しかし、バアルの凶刃はあと一歩のところでクロウリーには届かなかった。
「──天に坐す主を祀る、神聖なるこの場所にて狼藉を働くは貴殿か、バアル?」
天から舞い降りた、白装束に身を包んだ金髪碧眼の眉目秀麗なる天使が、バアルの振り下ろした剛剣の一撃を弾き返す。
「──天使長ミカエル、か。他の"御前の天使"なら相手になっても良かったが、これは少し厄介になったな」
憎々しげに口ではそう言いつつも、バアルの様子は何処か楽しげである。
「今日は挨拶に来ただけだ──これにて、失礼させてもらうとしよう。簒奪者ソルに伝えておけ……"次こそは必ず、お前の首を貰い受ける"、とな」
ミカエルの追撃をいなしながら、バアルはふっと音もなく姿を消した。剣を鞘へと収めると、ミカエルはシオンの元へと駆け寄る。
「──痛みますが、ご容赦を」
慣れた手付きでシオンの足の甲を貫いていた短剣を引き抜き、簡易的な止血処置を施すと、ミカエルはそのまま彼女の華奢な身体をひょいと抱きかかえる。
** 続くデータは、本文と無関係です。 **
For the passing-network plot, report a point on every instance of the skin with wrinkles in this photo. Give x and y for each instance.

「急ぎ、医者に診て貰いましょう──枢機卿クロウリー、貴殿は教皇聖下の元へ向かい、事の仔細を報告するように」
「──御意」
シオンを抱えて空へと飛び去るミカエルを見送ると、クロウリーは粉々に砕け散ったソルの像の残骸を見つめる。
「…………」
彼はそうして暫くの間、物言いたげに残骸をじっと見つめ続けていたが、やがてふっと笑いながら、悠然とした動きでその場を後にした。
怨敵ハルモニアと雌雄を決する時は少しずつ、しかし着実に近付いてきていた。